Item Category | # TP in both | SCRIBE # FP | Registry # FP | SCRIBE # FN | Registry # FN |
---|---|---|---|---|---|
Patient Name | 217 | 2 | 15 | 0 | 0 |
Cardiologist Name | 43 | 2 | 188 | 0 | 0 |
PG Manuf. Name | 198 | 1 (correctable) | 16 (9 correctable) | 16 missing values | 1 |
PG Model Name | 81 | 4 (3 correctable) | 6 (4 correctable) | 1 | 3 |
Serial Number | 164 | 7 (4 correctable) | 42 (32 single character error) | 5 missing values (files) + 12 failures of the rule | 2 |
Mode | 84 | 0 | 46 wrong values | 102 missing values (files) | 0 |
Discussion
This study evaluates the feasibility and performance of a named entity recognition system based upon GATE and relying mostly on regular expressions for automated abstraction of selected information from free-text summary reports, in comparison to manual input in an electronic form. A limitation of this study is that the reference standard used in the evaluation step was created by a single domain expert. SCRIBE software achieved accuracy rates that are equal or superior to manual input by healthcare professionals for all categories except one (89 to 99.1 vs. 19 to 96.1), and higher positive predictive value for all categories. Sensitivity was generally higher in registry data, but equal for 3 categories. Other authors reported similar results in similar contexts, namely with ad hoc methods applied to narrow domains. Regular expressions achieved 90–98% sensitivity and comparable specificity on arterial blood pressure numeric data, but lower accuracy than SCRIBE [12]. Barrows [15] found that an ad hoc pattern matching method used upon ophthalmology visit notes had a better recall than a standard version of MedLEE, and 98% precision (vs. 100% for MedLEE). However, the combination of MedLEE and a pre-processor applied to pathology reports achieved rates equivalent to SCRIBE [16]. In [17], the authors reported 100% positive predictive value in the extracting of numeric data after using postprocessing algorithms. As in our approach, sensitivity was lower than positive predictive rate.

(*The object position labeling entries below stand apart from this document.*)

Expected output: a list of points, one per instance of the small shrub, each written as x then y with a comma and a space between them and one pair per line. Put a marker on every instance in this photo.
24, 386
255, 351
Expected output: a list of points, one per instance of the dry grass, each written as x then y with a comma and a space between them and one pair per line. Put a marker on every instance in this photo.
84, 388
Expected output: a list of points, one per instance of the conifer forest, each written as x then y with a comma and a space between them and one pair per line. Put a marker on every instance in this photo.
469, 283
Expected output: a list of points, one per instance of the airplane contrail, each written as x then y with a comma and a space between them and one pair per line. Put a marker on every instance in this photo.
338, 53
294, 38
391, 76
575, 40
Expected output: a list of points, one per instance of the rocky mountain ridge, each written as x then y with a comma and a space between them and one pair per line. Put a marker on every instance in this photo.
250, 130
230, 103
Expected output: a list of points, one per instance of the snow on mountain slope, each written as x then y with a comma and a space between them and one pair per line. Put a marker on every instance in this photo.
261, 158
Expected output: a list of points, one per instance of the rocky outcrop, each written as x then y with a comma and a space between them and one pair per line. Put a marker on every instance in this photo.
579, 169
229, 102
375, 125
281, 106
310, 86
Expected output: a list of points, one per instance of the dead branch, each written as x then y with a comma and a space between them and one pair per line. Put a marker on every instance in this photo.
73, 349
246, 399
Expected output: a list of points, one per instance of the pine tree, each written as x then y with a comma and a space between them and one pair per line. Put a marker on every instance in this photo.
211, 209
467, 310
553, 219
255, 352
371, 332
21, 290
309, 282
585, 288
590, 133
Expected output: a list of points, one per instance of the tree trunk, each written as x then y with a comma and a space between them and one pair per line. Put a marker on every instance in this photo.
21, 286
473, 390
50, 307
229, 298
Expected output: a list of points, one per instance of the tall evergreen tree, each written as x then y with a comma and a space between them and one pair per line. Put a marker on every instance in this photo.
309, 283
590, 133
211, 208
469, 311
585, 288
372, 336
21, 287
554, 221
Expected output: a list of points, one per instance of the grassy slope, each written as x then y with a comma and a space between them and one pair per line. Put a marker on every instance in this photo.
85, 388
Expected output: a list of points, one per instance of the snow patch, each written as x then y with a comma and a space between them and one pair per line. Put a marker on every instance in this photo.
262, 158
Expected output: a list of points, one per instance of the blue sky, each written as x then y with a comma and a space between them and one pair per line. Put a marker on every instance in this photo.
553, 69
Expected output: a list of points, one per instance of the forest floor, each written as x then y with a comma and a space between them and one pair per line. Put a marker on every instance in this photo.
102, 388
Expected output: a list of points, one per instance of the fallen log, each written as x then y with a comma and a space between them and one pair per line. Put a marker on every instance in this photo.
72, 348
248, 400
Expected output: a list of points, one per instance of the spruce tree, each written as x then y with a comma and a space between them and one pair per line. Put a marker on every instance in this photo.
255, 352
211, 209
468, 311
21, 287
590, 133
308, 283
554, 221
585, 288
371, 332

Errors belong to four categories:
Missing values (FN) in text reports represented 123 out of 139 FN cases for SCRIBE.
Typing errors (e.g., five occurrences of “5” instead of “S” in the registry) are responsible for 42 errors in the registry whereas only few typing errors occurred with SCRIBE (clerical personnel).
For the Cardiologist Name, a default value existed in the registry electronic form. This item was almost never correctly modified by health professionals, which caused 188 FP errors in the registry. For Stimulation Mode, 46 wrong values in the registry came from the fact that the correct mode could not be represented in NASPEE nomenclature, as this mode (AAI Safe R) is a modern combination of two modes (“AAI” and “DDD”), which could not be represented as a 5 letter code). This is a classic shortcoming of rigid systems.

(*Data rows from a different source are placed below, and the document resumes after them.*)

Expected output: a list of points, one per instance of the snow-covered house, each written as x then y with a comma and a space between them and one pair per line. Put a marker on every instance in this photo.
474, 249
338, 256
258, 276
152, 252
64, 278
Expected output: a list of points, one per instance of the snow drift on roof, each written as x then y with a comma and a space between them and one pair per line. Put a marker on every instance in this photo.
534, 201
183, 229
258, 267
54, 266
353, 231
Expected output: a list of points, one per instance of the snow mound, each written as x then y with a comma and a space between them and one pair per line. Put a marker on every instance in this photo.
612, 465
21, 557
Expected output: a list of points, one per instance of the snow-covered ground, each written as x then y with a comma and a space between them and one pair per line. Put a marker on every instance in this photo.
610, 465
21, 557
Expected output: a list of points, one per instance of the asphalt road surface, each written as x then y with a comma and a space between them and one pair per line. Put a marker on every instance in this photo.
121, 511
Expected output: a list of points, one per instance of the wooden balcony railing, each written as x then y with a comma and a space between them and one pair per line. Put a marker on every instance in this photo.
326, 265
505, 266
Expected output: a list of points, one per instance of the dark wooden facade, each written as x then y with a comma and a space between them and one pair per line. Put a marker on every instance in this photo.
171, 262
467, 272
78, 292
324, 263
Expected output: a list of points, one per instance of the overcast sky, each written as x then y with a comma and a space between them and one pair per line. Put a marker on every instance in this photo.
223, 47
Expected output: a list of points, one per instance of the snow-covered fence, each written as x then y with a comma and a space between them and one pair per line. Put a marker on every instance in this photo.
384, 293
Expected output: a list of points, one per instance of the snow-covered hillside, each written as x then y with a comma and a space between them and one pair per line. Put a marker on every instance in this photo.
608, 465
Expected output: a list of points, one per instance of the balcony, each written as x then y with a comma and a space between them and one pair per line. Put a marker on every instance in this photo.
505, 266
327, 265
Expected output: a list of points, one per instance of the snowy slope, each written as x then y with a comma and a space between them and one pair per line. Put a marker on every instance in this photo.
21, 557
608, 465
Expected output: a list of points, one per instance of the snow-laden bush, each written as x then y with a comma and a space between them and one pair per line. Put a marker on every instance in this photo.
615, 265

12 mistakes were due to grammar failure (for example, “0” replacing “O” caused a grammar rule to mismatch). One regular expression in the SCRIBE algorithm is responsible for all these errors. They are due to the presence of free-text comments in twelve reports, which modified the sentence about the serial number. Because of the small training set, such cases were not detected.
We used GATE as a development platform with three major benefits:
GATE is an open source framework, within which many multi-language NLP modules are already implemented and can be reused to save development resources.

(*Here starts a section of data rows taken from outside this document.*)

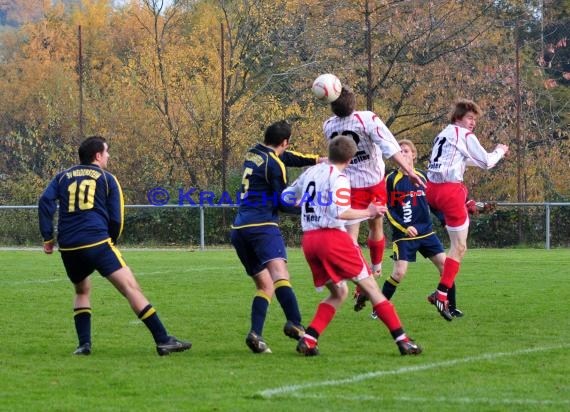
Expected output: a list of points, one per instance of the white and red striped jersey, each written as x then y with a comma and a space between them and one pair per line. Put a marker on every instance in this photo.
373, 140
454, 149
324, 194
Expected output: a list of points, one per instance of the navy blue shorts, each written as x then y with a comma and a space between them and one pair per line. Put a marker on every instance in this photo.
255, 246
407, 248
80, 263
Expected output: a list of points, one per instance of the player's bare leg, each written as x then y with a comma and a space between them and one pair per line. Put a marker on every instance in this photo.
286, 297
387, 314
325, 313
125, 282
82, 316
376, 244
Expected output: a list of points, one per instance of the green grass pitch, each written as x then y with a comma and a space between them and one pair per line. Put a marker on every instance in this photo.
511, 351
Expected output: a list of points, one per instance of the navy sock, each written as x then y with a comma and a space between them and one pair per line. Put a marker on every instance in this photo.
288, 301
259, 308
389, 287
150, 318
82, 318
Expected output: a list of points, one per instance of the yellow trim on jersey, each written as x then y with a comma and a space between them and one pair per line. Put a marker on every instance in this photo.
122, 201
263, 295
86, 246
282, 282
281, 165
254, 225
395, 223
392, 281
414, 238
79, 311
148, 314
397, 178
306, 156
419, 173
117, 253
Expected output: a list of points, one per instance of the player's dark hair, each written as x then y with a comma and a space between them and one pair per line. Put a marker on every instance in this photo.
276, 133
341, 149
89, 148
462, 107
411, 144
345, 104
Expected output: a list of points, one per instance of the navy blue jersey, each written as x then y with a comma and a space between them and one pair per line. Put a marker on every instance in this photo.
90, 207
264, 178
407, 205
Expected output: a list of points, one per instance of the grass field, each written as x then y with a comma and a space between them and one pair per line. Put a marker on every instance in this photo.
510, 352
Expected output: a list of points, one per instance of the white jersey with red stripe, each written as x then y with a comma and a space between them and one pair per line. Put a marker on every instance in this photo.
454, 149
324, 194
373, 140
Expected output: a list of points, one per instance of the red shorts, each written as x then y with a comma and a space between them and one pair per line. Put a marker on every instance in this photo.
333, 256
449, 199
361, 197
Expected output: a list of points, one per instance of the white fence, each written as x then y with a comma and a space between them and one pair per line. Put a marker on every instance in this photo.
202, 225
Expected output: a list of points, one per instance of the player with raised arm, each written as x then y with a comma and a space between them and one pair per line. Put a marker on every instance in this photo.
455, 148
90, 222
366, 170
412, 230
255, 232
333, 255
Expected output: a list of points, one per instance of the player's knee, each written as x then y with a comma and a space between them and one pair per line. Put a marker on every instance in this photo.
398, 275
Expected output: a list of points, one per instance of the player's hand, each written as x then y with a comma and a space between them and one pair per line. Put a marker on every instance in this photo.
503, 147
376, 210
411, 231
48, 246
416, 180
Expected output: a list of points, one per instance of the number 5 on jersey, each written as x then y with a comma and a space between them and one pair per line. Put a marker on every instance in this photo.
86, 198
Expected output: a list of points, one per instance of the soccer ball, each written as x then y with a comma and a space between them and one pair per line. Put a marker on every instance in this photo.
327, 87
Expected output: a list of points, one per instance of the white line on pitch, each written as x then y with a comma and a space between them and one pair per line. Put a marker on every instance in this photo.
268, 393
439, 399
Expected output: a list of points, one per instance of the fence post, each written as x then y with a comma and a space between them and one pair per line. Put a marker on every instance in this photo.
202, 242
547, 226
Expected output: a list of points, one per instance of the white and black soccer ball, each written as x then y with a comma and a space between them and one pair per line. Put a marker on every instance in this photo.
327, 87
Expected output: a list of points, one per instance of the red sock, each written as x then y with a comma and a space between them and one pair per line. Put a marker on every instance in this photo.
376, 248
450, 270
387, 314
325, 313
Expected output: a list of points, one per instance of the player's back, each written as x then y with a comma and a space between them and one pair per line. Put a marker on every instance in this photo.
447, 160
325, 195
83, 192
407, 204
372, 137
264, 177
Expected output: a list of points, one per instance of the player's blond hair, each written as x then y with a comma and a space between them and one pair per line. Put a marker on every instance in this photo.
412, 146
341, 149
345, 104
462, 107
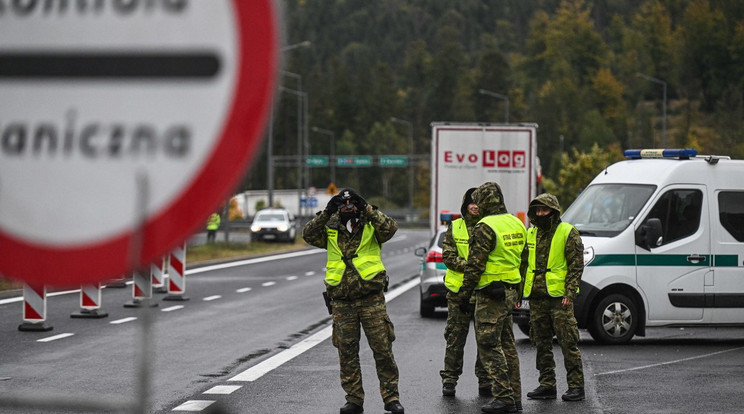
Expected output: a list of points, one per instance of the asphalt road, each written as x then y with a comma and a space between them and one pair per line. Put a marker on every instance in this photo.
253, 338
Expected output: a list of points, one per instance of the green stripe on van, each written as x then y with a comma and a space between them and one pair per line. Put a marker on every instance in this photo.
721, 260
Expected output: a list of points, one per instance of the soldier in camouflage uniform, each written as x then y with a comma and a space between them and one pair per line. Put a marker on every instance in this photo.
455, 256
492, 275
552, 265
352, 232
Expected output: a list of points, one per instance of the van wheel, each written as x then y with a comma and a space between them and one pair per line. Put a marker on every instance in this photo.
426, 311
615, 320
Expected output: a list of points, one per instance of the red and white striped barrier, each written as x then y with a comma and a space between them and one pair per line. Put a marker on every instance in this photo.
90, 302
158, 277
177, 274
34, 309
141, 289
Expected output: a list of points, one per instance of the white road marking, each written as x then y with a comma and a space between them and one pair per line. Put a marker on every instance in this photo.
223, 389
257, 371
55, 337
667, 363
194, 405
125, 320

Although our approach relies on term matching and on a regular expression based grammar, GATE possesses the capability to handle a more complex medical language processing system. HITEx, a NLP tool designed in Boston Harvard Medical School uses GATE to process medical narratives inthe field of asthma with promising results [18].
The graphical development environment and the edition of the rules needed no preliminary programming skills, and it was possible to train a domain expert to create the regular expressions. The whole process was reduced to less than one month for pacemaker implantation reports, which is tremendously faster than the conception of more complex NLP systems.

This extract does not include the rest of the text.